How do you Adopt a Growth Mindset?

As we discussed at the beginning, because mindsets are hardwired and involve thought patterns, a growth mindset isn’t something you can just turn on and off. However, it is a thought rhythm that you can inject an intervention, and it begins with suspending disbelief.

Think about watching a fantasy movie series like The Lord of the Rings. You set your perspective of what is possible aside and immerse yourself in another reality where trees talk and hobbits live in holes.

In the same way, to adopt a Growth Mindset suspend your disbelief, open your mind to the potential you could see for a moment, and think, ‘What good could happen in this situation? What’s the best-case scenario? And how can I work towards it?’

As a leader, set aside your fixed mindset traps and apply some learning agility…: 

  • … to attend to the needs of the team as you lead through aspirational achievements.
  • … to ask the unreasonable and the conditions to make it attainable 
  • … to invest resources (time, people and capital) in areas of the best return and measure everything through a lens that nothing is sacred.

And as you suspend your disbelief, let those new ideas and potential you see around you (growth mindset) dictate your decision-making and action-taking and allow the results to put your beliefs on trial:

  • Were your beliefs about the situation true?
  • What has happened in the past that has given you those beliefs? Is that still true?
  • Based on the results, what new beliefs can you form?
  • What fears or insecurities are informing your beliefs?

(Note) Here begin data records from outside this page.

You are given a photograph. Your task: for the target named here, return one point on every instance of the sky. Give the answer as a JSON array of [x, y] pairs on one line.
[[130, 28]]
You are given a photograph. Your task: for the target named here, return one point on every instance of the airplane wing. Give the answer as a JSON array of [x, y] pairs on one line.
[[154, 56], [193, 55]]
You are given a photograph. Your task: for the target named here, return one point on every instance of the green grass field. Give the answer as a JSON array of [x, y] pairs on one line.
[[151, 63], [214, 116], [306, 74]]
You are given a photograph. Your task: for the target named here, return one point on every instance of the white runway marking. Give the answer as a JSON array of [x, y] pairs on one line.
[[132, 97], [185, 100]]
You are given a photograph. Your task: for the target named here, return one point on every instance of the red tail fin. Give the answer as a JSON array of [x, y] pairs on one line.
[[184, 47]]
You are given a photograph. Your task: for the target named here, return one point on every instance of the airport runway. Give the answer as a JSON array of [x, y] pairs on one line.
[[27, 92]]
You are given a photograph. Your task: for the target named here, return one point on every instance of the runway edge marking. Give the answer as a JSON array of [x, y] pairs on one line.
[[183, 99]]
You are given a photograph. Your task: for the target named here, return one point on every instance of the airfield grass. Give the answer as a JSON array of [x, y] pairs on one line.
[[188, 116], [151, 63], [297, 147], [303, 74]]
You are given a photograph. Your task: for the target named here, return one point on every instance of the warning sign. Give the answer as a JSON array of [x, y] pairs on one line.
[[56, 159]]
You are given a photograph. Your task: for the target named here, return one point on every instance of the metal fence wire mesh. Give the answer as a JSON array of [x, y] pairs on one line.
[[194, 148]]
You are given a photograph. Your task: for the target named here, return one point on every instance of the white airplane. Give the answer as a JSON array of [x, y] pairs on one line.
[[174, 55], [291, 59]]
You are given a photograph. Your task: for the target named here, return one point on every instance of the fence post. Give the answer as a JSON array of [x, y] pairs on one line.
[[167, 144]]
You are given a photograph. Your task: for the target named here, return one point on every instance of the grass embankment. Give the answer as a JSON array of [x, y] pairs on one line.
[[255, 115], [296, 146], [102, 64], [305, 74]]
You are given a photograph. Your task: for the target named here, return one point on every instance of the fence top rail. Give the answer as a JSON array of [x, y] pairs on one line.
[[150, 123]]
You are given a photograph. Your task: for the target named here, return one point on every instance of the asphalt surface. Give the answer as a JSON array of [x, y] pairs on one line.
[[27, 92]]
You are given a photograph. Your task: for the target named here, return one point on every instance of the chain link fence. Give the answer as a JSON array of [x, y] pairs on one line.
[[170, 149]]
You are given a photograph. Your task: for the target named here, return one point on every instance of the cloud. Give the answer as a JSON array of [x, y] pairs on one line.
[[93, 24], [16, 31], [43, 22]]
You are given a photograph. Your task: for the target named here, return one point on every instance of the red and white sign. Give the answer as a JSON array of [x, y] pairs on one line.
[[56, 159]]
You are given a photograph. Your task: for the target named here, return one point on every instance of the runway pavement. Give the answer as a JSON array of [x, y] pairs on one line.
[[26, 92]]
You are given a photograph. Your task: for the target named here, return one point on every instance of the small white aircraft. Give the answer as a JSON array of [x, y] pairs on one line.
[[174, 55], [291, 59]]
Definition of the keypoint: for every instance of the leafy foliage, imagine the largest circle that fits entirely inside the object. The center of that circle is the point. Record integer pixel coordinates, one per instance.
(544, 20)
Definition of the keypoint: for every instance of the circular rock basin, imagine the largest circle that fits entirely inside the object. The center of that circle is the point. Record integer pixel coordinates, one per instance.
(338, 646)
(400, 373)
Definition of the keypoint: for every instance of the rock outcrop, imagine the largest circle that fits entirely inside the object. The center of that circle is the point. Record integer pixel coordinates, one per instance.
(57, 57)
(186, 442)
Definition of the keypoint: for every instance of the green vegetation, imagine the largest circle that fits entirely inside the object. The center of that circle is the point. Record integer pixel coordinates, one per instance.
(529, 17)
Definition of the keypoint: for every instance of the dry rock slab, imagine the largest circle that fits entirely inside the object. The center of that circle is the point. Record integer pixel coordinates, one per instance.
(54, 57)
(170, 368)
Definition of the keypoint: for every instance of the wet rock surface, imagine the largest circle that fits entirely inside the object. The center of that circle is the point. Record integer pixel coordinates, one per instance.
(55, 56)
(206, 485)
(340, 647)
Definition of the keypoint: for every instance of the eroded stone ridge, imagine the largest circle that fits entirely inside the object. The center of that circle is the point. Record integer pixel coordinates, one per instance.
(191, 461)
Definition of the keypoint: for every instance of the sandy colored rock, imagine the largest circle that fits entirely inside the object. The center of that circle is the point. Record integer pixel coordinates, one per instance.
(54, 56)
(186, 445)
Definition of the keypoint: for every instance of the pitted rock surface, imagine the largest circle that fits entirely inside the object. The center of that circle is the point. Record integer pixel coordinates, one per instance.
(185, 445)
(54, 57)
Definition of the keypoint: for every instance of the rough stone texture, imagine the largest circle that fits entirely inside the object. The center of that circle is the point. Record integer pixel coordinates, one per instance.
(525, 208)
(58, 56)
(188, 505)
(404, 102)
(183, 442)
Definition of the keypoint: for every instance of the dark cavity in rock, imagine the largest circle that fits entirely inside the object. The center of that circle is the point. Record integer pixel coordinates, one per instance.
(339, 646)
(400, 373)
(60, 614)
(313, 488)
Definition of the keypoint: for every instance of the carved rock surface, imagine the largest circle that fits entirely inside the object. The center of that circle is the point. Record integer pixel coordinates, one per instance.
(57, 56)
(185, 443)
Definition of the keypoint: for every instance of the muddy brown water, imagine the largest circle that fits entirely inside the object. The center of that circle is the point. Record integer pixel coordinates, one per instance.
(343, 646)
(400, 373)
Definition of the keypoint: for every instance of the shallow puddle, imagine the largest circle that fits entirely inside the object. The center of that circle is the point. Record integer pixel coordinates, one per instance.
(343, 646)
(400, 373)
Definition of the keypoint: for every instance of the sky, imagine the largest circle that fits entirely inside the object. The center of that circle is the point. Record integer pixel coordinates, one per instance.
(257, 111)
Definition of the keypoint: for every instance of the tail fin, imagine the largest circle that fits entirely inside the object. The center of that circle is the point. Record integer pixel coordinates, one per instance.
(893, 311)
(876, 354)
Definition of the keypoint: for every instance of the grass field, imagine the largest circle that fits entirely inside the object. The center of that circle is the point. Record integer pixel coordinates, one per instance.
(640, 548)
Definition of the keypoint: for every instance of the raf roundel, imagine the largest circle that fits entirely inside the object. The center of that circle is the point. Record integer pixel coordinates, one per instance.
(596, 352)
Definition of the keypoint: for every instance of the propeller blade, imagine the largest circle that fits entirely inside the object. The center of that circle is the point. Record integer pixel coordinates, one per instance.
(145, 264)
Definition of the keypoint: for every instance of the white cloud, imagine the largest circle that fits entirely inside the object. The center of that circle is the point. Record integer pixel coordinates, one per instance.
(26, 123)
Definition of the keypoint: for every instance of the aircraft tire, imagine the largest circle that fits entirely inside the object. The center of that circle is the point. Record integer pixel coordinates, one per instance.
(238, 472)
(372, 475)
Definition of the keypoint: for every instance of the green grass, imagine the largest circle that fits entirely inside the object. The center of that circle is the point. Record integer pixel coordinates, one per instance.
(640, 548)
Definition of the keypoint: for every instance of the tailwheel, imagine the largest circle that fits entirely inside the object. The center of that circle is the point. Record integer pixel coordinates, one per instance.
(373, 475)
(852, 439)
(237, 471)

Those shifts in Beliefs will expand the potential you see, the cycle will repeat,  and over time your brain will adopt a Growth Mindset.

Having a Growth Mindset Will Make You a Better Leader and Problem Solver.

With a growth mindset, you can easily adapt to new environments, weather the storm of change and chart a new path for your team. You will be more resilient and able to manage challenges that come your way.

Learn a new thought rhythm, adopt a growth mindset and learn to find a balance in your team and yourself to find new ways. See challenges as opportunities to learn while maintaining consistency and dependency in executing what is expected of you.

Here are some excellent growth mindset quotes for leaders to inspire you and your team on your journey. If these quotes resonate with you, it’s a sign that you have a growth mindset and are on the right path.

“It’s not that I’m so smart. It’s just that I stay with problems longer.” Albert Einstein.

“Live as if you were to die tomorrow; learn as if you were to live forever.” Mahatma Gandhi.

“Success is the ability to go from one failure to another with no loss of enthusiasm.” Winston Churchill.

“Twenty years from now you will be more disappointed by the things that you didn’t do than by the ones you did do. So sail away from the safe harbour. Explore, Dream, Discover.” Mark Twain.